News für Heimwerker

Heimwerken | Bauen | Garten | Do it yourself

Sprechende Namen

Brecht, Goethe, Lugato. Oder so.



Wir haben die weitere Entwicklung nicht mehr so richtig verfolgt, aber um die Jahrtausendwende gab es den Trend, Bauprodukte mit Namen zu versehen, bei denen auch der Dümmste sofort wusste, was er vor sich hatte. Zumindest konnte er sich eine recht konkrete Vorstellung vom Einsatzzweck machen. Ob das nun gut war oder schlecht – zumindest hatte der literarisch interessierte DIY-Anhänger etwas zum Nachdenken.

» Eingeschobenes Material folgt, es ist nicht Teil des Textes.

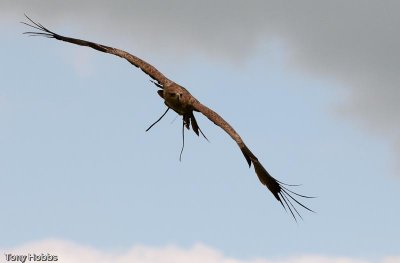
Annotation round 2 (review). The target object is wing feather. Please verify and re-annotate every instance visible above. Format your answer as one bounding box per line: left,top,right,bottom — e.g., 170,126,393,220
22,15,172,88
192,100,314,221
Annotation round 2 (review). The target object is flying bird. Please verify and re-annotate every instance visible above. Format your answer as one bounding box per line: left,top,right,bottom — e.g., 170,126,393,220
21,15,314,221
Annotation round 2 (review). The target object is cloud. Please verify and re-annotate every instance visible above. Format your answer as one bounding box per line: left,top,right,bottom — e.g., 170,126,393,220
2,240,400,263
0,0,400,165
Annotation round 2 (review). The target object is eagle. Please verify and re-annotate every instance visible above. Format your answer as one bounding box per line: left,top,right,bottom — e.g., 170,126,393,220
21,14,315,222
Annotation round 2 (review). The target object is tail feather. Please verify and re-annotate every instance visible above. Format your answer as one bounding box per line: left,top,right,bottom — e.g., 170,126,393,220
240,145,315,221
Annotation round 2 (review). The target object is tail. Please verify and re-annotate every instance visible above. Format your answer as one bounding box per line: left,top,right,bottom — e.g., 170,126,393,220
240,144,315,222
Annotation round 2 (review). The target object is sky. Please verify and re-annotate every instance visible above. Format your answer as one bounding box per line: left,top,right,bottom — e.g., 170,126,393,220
0,0,400,263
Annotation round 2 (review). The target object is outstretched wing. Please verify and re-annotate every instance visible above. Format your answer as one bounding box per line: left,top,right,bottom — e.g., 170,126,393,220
22,15,172,88
193,100,314,221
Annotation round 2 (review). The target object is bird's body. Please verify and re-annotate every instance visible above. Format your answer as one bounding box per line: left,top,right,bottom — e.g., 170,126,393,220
23,16,313,219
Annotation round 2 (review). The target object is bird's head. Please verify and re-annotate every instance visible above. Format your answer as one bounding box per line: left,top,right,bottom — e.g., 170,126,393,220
157,90,182,103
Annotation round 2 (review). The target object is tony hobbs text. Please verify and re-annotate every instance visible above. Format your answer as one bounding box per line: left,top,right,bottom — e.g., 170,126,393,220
4,253,58,263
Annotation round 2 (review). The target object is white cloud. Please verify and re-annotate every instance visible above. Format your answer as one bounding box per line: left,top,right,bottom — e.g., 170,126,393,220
2,240,400,263
0,0,400,166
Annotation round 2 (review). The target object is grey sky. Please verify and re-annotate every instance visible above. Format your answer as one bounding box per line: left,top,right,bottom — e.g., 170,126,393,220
0,0,400,165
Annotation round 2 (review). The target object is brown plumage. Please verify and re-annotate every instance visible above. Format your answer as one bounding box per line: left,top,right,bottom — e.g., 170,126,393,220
22,15,314,221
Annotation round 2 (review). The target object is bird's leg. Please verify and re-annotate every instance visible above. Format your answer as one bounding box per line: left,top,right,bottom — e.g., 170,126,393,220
179,121,185,162
146,107,170,131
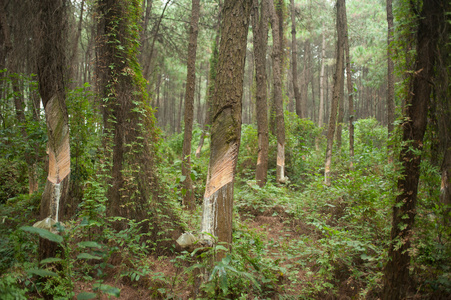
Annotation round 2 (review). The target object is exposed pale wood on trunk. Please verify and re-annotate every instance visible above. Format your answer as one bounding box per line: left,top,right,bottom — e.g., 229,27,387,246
201,0,252,253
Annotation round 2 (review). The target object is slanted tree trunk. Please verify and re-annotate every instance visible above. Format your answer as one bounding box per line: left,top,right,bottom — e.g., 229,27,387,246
269,0,285,182
201,0,252,253
182,0,200,210
382,0,448,300
324,0,346,185
37,0,70,259
252,0,269,187
386,0,395,162
290,0,302,117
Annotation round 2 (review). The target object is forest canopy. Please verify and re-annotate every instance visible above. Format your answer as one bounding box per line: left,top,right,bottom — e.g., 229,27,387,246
0,0,451,299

Nicht für die Schule, fürs Leben lernen wir - den Satz können wir alle im Schlaf daherbeten. Und fast jeder hat wohl als Dreikäsehoch heftig am Sinn dieser Behauptung gezweifelt. Viel zu früh. Die Wahrheit kommt zuweilen durch die Hintertür ans Licht, und die Hintertür heißt in diesem Fall „Do-it-yourself“. Und zwar für einen alten Bekannten aus dem Deutsch-Unterricht.

„Jetzt hat's die Leute gehirnmäßig erwischt“, denken Sie?

Ganz und gar nicht. Der Beweis folgt auf dem Fuß: Wer in der Schule Goethe, Brecht und etliche andere Dichterfürsten zerpflücken durfte, bis nichts mehr übrigblieb, ist früher oder später auf die „sprechenden Namen“ gestoßen. Oder gestoßen worden. Der „sprechende Name“ ist der schriftstellerische Wink mit dem Zaunpfahl. Wenn da eine Stadt bei Brecht „Überall“ hieß, dann sollte das heißen, dass die Geschichte irgendwie überall spielt oder auch nirgends. Oder so. Kapiert? Ist nicht wichtig. Hauptsache, der Name spricht zu uns. Oder so.

Wie dem auch sei: Auch in deutschen Marketing-Abteilungen sitzen Menschen mit Bildung. Sie haben Mathematik gelernt, um die Gewinne zu berechnen, Englisch, um bei Arbeitsmeetings mit den geläufigsten Business-Vokabeln zu hantieren, und Brecht haben sie gelesen – jetzt kommt’s! –, um Produkte zu benennen. Glauben Sie nicht? Aber hallo!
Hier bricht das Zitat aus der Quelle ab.